Cutting Costs: The Things You Can Do to Save a Little Extra Money on Everyday Expenses

The first step to building wealth is spending less than you earn. There are several little things that you can do on a regular basis that will help you earn a little more budget room. But it is important to remember that this is a lifestyle change, and building wealth means that when you cut costs you do not just spend the extra money on things you do not really need.

1.Use a cosmetology school to have your beauty treatments applied. Many students have a vested interest in doing a good job, and they are closely supervised. Services like manicures and pedicures, haircuts and styles, coloring, and other beauty services are offered at cosmetology and trade schools at a fraction of the price even the cheapest salons charge. The same is true of massage therapy schools. Instead of visiting pricy, or even mid-priced, salons, take a trip to the local beauty school.

2.Scour your local service provider for bundle deals on communications services like television, Internet, and phone. There are all sorts of bundle deals for bundled packages. Additionally, everything comes on one bill, simplifying your life. Cable companies are offering low rates on packages that include cable TV, digital Internet service, and digital phone. Additionally, some phone companies team up with satellite providers to offer TV, DSL Internet and DSL phone services on a single bill. Analyze what you pay now for individual services, and check into special rates. You can save up to $200 per year by bundling your services at the time of a “sale” on services.

3.Haggle for lower rates. The art of haggling is one that is rapidly disappearing from American society. However, it is still possible to do some haggling on various items or services. In stores, many managers and clerks are instructed to give 10% to 15% off for damaged items or display items. I once got $50 off a TV stand at a store because of a scratch on the finish. Ask if you can get a discount on damaged products; you might be surprised what you will get.

For services, it is possible to haggle your way to a better rate. If you find a TV service that offers the same benefits at a lower cost, let your current provider know that unless you get the same value, you will switch. If you are in a contract, find out what the fee is to get out of the contract, and then determine if your savings will exceed this fee.
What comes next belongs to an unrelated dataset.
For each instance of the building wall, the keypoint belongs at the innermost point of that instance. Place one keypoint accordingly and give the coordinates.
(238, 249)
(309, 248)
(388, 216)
This can be applied to Internet and phone services as well.

Credit cards are other commodities that can be haggled over. If you make on time payments regularly, and have fairly good credit, call to find out if you can get a lower interest rate. Most companies will comply if you have a good record and if you are in a position to transfer to another company with a lower rate. Additionally, if you are usually on time, but a payment arrives late once, call and ask to have the late fee waived. Many companies will do this for regular customers.

4.Make a grocery and errand list and then stick to it. Keep a list of groceries and errands throughout the week, and then finalize the night before you go shopping and run errands. Shopping is much less expensive if you only buy what is on the list. Do all of your shopping and errands in one day. This helps you save money in two ways: you use less gas each week if you only go out once a week to run errands and shop and you do not have time to browse the aisles and make impulse purchases (which account for nearly 25% of shoppers’ final costs).

5.Use the library. Most public libraries offer free memberships. Those require a fee, usually only require it once, and then it is not very expensive. You can read magazines, books, and newspapers at the library (and even check quite a few of these items out). You can also rent movies and music at the library. Many libraries have a surprisingly good stock of new movie and music releases as well. You can save money by picking up your entertainment needs at the public library rather than paying for them at stores and rental shops.